To be honest, we don't really care about words like "the", "a", and "of". Ideally, we would have a list of stop words to ignore. For now, modify your solution to filter out words shorter than 4 characters.

Additionally, you might be wondering about the types of all these variables -- most of them are RDDs. To trace the lineage of an RDD, use the toDebugString method. For example, print(freqs.toDebugString()) should display the logical plan for that RDD's evaluation. We will discuss some of these concepts later.


Task 4: Run a Stand-Alone Spark Program

You're now ready to convert your multi-file word count into a stand-alone Spark program. Create a new file called wordcount.py.
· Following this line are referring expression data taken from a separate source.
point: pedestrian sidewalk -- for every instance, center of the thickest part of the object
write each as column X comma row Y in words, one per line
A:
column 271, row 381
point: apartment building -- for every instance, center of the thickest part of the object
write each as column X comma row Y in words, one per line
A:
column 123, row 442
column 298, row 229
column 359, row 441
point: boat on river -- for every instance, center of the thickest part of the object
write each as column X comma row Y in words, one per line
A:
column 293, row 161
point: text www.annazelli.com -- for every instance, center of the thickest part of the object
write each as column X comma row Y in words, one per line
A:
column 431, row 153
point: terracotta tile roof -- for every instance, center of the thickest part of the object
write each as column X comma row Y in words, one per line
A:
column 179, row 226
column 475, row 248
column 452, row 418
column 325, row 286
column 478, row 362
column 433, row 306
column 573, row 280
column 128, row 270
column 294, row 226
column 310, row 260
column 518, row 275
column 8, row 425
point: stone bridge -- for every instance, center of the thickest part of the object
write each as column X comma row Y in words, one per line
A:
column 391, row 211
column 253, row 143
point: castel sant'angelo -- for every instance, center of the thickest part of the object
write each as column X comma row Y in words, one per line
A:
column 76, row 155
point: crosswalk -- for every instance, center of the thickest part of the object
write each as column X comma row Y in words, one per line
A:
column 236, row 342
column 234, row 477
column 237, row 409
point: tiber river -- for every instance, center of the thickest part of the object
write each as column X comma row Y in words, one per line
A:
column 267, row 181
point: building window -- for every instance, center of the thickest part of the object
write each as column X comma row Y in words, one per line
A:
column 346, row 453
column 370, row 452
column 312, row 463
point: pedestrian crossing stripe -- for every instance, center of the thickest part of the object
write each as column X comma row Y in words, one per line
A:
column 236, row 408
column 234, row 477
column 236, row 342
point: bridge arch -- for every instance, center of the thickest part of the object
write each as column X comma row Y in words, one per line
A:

Initialize a SparkContext as follows:

from pyspark import SparkContext

def run():
    sc = SparkContext()
    # TODO Your code goes here

if __name__ == "__main__":
    run()

Now, you can copy and paste your solution in the run method. Congratulations -- you have a stand-alone Spark program! To run it, navigate back to the Spark installation directory in your terminal, and run the following command:

bin/spark-submit --master 'local[*]' path/to/wordcount.py

You should replace path/to/wordcount.py with the actual path on your system. If everything went fine, you should see a lot of diagnostic output, but somewhere buried in it would be your top 10 words.


Discussion

Instead of using reduceByKey, you could have used a method called countByValue. Read its documentation, and try to understand how it works. Would using it be a good idea?